Icebox Radio Theater

News, events and doings surrounding the Icebox Radio Theater of International Falls, Minnesota.

Sunday, June 22, 2008

Much cookin’ these days, and my desire to blog continues to grow even if my time to blog doesn’t. We’re rehearsing The CONvergence show currently, and after a slow start, I think it’s going well. I didn’t really take control of things to begin with, and in hindsight, that was a mistake. Once I got organized and thought through each rehearsal, things improved. I think actors resent lack of leadership. My fault, no one elses. I play things loose sometimes in hope someone else will take the lead, relieve some of the pressure on me.
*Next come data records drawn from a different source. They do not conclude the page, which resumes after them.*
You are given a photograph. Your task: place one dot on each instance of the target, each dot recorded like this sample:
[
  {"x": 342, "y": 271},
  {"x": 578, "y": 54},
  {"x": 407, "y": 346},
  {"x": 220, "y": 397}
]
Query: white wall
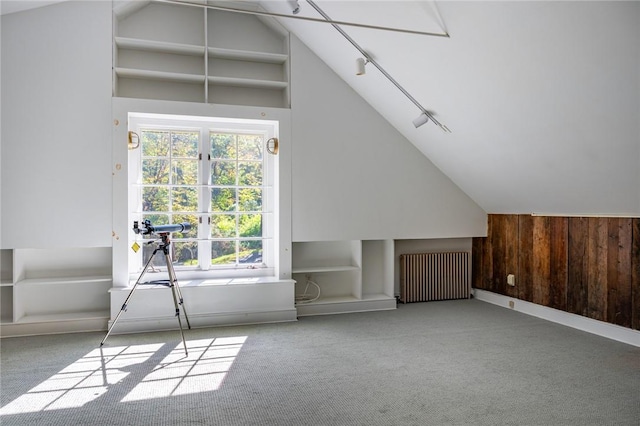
[
  {"x": 56, "y": 137},
  {"x": 355, "y": 176}
]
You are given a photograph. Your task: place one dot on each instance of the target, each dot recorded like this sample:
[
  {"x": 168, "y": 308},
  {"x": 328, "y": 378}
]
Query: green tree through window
[{"x": 217, "y": 181}]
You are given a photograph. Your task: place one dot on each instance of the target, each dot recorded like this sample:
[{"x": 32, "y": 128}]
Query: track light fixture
[
  {"x": 420, "y": 120},
  {"x": 425, "y": 116},
  {"x": 295, "y": 6},
  {"x": 360, "y": 66}
]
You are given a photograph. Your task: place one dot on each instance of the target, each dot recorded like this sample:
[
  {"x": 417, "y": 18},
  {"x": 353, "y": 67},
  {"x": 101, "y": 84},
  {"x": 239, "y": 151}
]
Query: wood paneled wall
[{"x": 588, "y": 266}]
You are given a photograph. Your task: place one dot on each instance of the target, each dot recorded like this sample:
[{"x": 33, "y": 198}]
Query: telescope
[{"x": 147, "y": 228}]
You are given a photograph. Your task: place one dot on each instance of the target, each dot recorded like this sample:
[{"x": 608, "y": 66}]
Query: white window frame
[{"x": 268, "y": 129}]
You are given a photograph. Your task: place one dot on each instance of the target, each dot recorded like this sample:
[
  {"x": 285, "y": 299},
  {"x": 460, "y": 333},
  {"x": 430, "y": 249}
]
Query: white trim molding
[{"x": 600, "y": 328}]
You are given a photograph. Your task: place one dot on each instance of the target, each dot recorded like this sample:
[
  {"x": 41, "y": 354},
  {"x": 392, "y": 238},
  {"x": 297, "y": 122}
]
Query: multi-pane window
[{"x": 217, "y": 179}]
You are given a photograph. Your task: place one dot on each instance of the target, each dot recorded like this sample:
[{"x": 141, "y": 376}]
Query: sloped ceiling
[{"x": 542, "y": 98}]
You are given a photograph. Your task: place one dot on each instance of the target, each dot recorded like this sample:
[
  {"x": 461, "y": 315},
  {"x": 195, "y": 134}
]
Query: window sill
[{"x": 208, "y": 282}]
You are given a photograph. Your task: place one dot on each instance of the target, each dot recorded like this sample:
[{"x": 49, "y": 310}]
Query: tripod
[{"x": 171, "y": 283}]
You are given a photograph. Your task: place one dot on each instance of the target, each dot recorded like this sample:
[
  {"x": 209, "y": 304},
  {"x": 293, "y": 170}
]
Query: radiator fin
[{"x": 426, "y": 277}]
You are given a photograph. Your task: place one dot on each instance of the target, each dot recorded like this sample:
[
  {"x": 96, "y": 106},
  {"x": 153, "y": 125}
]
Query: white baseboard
[
  {"x": 135, "y": 325},
  {"x": 604, "y": 329}
]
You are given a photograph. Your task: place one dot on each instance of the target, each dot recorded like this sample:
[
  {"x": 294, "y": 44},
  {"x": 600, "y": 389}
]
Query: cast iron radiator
[{"x": 434, "y": 276}]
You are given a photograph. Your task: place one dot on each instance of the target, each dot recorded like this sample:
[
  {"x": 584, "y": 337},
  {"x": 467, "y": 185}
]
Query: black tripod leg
[
  {"x": 174, "y": 285},
  {"x": 124, "y": 305},
  {"x": 173, "y": 281}
]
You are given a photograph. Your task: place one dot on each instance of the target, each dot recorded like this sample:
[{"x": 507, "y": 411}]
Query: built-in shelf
[
  {"x": 159, "y": 46},
  {"x": 352, "y": 276},
  {"x": 64, "y": 280},
  {"x": 320, "y": 269},
  {"x": 40, "y": 299},
  {"x": 146, "y": 67},
  {"x": 248, "y": 82},
  {"x": 159, "y": 75},
  {"x": 67, "y": 316},
  {"x": 246, "y": 55}
]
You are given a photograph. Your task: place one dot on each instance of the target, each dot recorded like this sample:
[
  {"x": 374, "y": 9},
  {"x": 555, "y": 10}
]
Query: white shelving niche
[
  {"x": 185, "y": 53},
  {"x": 352, "y": 276},
  {"x": 55, "y": 290}
]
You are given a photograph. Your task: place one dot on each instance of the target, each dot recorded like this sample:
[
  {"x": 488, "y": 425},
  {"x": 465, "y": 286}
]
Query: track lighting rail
[
  {"x": 378, "y": 66},
  {"x": 304, "y": 18}
]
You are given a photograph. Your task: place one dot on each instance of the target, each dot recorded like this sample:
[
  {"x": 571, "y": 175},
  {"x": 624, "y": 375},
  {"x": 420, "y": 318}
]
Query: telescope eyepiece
[{"x": 147, "y": 228}]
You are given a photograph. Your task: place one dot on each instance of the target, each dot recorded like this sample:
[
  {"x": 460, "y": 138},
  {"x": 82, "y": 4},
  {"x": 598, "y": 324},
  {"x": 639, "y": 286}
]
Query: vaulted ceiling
[{"x": 542, "y": 98}]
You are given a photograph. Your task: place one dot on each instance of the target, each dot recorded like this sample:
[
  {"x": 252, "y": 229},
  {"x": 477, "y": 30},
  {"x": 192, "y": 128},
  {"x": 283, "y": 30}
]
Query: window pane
[
  {"x": 249, "y": 147},
  {"x": 250, "y": 225},
  {"x": 250, "y": 252},
  {"x": 184, "y": 172},
  {"x": 185, "y": 253},
  {"x": 155, "y": 171},
  {"x": 250, "y": 200},
  {"x": 184, "y": 199},
  {"x": 223, "y": 145},
  {"x": 223, "y": 199},
  {"x": 155, "y": 143},
  {"x": 223, "y": 226},
  {"x": 223, "y": 252},
  {"x": 155, "y": 199},
  {"x": 249, "y": 173},
  {"x": 184, "y": 144},
  {"x": 223, "y": 173}
]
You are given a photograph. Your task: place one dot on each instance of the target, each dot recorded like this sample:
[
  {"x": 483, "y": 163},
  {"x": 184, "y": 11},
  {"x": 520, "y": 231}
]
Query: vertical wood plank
[
  {"x": 511, "y": 253},
  {"x": 499, "y": 250},
  {"x": 635, "y": 274},
  {"x": 524, "y": 276},
  {"x": 619, "y": 272},
  {"x": 487, "y": 259},
  {"x": 558, "y": 262},
  {"x": 578, "y": 261},
  {"x": 541, "y": 260},
  {"x": 477, "y": 252},
  {"x": 597, "y": 274}
]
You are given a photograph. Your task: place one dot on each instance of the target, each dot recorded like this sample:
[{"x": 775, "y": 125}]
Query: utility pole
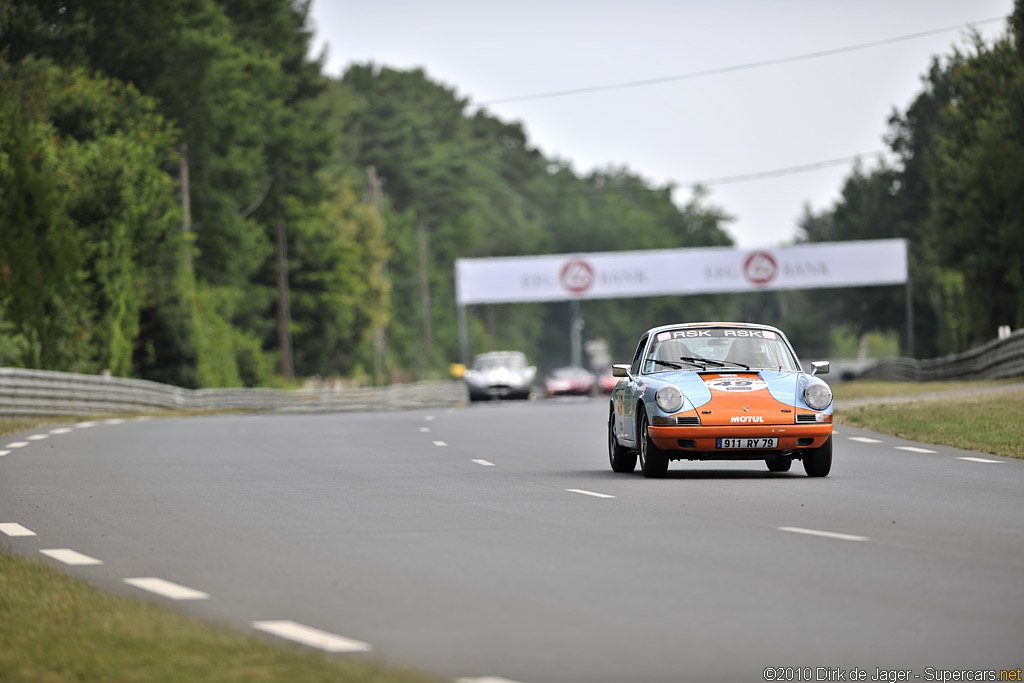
[
  {"x": 428, "y": 328},
  {"x": 185, "y": 200},
  {"x": 284, "y": 309},
  {"x": 375, "y": 196}
]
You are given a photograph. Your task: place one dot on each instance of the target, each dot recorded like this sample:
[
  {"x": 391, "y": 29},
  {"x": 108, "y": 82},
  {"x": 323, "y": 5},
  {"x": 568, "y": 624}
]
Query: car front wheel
[
  {"x": 653, "y": 461},
  {"x": 623, "y": 460},
  {"x": 817, "y": 462}
]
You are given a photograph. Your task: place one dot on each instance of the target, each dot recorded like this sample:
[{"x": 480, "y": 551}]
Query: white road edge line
[
  {"x": 167, "y": 589},
  {"x": 588, "y": 493},
  {"x": 69, "y": 556},
  {"x": 827, "y": 535},
  {"x": 311, "y": 637}
]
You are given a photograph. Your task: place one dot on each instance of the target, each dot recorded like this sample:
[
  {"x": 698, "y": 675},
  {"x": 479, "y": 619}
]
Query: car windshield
[
  {"x": 496, "y": 360},
  {"x": 709, "y": 348}
]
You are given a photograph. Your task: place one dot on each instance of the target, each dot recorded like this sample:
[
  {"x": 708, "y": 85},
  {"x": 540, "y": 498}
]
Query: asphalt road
[{"x": 470, "y": 543}]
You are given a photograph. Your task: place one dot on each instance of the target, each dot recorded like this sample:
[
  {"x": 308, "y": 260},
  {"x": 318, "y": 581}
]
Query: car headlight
[
  {"x": 817, "y": 395},
  {"x": 669, "y": 398}
]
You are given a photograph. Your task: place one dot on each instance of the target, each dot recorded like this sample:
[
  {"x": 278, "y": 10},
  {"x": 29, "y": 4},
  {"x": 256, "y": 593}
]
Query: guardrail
[
  {"x": 40, "y": 392},
  {"x": 996, "y": 359}
]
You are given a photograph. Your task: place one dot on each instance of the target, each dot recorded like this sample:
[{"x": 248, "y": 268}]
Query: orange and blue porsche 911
[{"x": 719, "y": 391}]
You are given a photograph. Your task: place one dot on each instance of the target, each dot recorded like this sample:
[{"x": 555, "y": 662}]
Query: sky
[{"x": 782, "y": 115}]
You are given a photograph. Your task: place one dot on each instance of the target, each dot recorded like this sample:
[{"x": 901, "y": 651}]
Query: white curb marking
[
  {"x": 69, "y": 556},
  {"x": 167, "y": 589},
  {"x": 588, "y": 493},
  {"x": 311, "y": 637},
  {"x": 827, "y": 535}
]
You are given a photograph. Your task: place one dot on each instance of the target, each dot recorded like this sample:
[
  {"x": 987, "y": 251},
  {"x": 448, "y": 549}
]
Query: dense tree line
[{"x": 166, "y": 167}]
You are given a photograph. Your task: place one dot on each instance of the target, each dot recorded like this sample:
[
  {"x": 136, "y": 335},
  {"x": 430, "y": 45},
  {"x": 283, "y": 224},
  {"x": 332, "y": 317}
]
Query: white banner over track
[{"x": 704, "y": 270}]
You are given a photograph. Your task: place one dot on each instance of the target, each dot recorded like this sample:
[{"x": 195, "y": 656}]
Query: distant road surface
[{"x": 495, "y": 542}]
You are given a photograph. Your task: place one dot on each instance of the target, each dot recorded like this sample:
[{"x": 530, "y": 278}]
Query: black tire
[
  {"x": 653, "y": 461},
  {"x": 817, "y": 462},
  {"x": 623, "y": 460}
]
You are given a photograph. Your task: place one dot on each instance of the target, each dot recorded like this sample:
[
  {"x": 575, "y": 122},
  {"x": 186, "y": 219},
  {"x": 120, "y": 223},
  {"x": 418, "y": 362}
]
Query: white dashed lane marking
[
  {"x": 167, "y": 589},
  {"x": 588, "y": 493},
  {"x": 312, "y": 637},
  {"x": 69, "y": 556},
  {"x": 826, "y": 535}
]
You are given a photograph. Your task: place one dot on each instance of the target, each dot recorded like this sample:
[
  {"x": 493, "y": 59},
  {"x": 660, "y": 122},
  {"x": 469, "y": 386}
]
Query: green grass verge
[
  {"x": 985, "y": 423},
  {"x": 55, "y": 628},
  {"x": 883, "y": 388}
]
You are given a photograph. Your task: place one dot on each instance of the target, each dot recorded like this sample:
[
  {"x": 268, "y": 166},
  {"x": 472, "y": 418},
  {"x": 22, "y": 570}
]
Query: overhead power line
[
  {"x": 761, "y": 175},
  {"x": 734, "y": 68}
]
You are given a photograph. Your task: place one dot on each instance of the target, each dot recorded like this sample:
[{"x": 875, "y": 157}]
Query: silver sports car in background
[{"x": 500, "y": 375}]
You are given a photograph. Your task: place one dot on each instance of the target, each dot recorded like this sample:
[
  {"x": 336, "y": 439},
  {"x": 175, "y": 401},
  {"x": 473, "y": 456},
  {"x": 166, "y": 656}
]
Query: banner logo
[
  {"x": 577, "y": 275},
  {"x": 760, "y": 267}
]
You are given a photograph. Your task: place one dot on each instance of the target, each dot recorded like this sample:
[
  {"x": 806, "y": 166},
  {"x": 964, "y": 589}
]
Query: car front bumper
[{"x": 702, "y": 440}]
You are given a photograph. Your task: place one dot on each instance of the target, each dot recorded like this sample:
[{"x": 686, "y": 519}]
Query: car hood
[{"x": 771, "y": 385}]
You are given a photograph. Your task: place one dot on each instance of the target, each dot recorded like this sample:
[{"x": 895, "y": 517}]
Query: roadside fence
[{"x": 40, "y": 392}]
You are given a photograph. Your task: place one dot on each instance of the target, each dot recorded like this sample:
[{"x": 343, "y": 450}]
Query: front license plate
[{"x": 747, "y": 442}]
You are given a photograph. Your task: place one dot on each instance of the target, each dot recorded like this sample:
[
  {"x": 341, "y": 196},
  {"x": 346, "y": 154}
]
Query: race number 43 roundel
[{"x": 737, "y": 384}]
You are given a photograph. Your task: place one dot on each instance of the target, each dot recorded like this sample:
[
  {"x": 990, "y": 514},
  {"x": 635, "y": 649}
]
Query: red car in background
[{"x": 569, "y": 382}]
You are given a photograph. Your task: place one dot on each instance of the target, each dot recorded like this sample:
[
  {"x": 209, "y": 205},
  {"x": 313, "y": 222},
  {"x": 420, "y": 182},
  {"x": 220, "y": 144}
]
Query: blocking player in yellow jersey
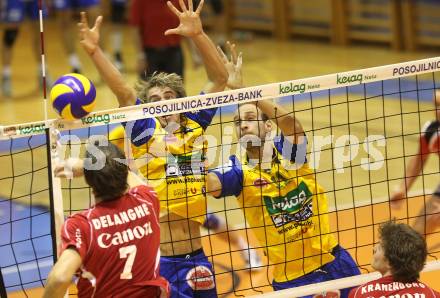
[
  {"x": 168, "y": 153},
  {"x": 283, "y": 203}
]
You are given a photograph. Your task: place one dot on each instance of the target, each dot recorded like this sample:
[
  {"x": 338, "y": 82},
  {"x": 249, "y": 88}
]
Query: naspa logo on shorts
[{"x": 200, "y": 278}]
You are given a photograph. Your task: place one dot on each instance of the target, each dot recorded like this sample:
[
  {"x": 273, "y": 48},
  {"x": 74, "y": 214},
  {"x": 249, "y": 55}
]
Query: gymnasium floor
[{"x": 262, "y": 64}]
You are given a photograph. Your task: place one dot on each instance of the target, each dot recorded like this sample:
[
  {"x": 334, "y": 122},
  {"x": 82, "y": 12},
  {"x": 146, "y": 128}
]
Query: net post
[
  {"x": 2, "y": 286},
  {"x": 55, "y": 192}
]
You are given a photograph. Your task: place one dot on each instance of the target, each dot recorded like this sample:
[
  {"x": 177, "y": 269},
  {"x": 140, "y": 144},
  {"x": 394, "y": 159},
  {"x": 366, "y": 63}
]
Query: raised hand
[
  {"x": 397, "y": 199},
  {"x": 233, "y": 66},
  {"x": 89, "y": 38},
  {"x": 190, "y": 23}
]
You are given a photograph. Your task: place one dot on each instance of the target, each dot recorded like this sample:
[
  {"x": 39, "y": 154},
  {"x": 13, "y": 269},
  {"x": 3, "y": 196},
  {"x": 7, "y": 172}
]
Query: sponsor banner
[
  {"x": 232, "y": 97},
  {"x": 29, "y": 129}
]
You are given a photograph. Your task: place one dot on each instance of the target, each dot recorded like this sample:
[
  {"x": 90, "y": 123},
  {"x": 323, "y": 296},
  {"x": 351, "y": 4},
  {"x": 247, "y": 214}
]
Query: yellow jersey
[
  {"x": 285, "y": 208},
  {"x": 173, "y": 163}
]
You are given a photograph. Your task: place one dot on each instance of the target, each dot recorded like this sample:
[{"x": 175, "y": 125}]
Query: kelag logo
[
  {"x": 105, "y": 118},
  {"x": 349, "y": 79},
  {"x": 25, "y": 130},
  {"x": 10, "y": 131},
  {"x": 301, "y": 88}
]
The more we do these shows, the more obvious it becomes that no one will be coming alongside to help build the theater with me. I’ve been doing this for four years, and several people have offered. But I don’t know how to delegate things (mostly due to the fact that I’m making most of it up as I go) and no one else is willing to dive in and get messy. And even with clear instructions, I don’t always trust people, especially in I-Falls. Our culture here is very enabling, very indulgent. People can fail to follow-through on promises without any real repercussions. That makes it tough to rely on others. Besides, don't you think that after four years, someone would have stepped forward by now?

Mostly, it’s my own shortcomings that vex me. I have a fear of success, or at least it seems that way. A little good stuff comes my way, and I slip into a foul mood. This should be one of the best months of my life professionally, and all I can see are problems. Writing this clears my head, however. I think the show will come together well. As to the future of the theater, that’s to God, I guess. I don’t think I can do better than that.

1 Comments:

  • At 2:59 PM, Blogger Oma G said…

    Jeff, I appreciated your comments. If I work with something and I see it needs leadership, I tend to step up to the plate and then I can't get it passed on. But when we moved from Olympia to Sedro Woolley, I obviously had to let go of a lot of things, including, for example the reading group I led and had tried to get more people to take leadership roles. I thought it would die when I left, but it has continued. As you say it has to be in God's hands whether it's a big, wonderful thing like Icebox Radio Theatre or just a reading group and all these things do have a life span. So it may pass on to other hands when you need to let go or it may be that it was a light in the community for a certain period of time. Enjoy that it's something you are called to do at this point in time and especially enjoy your time of success as you head off to Convergence. We are very excited for you and for your family and look forward to hearing all kinds of good stories. Bless you!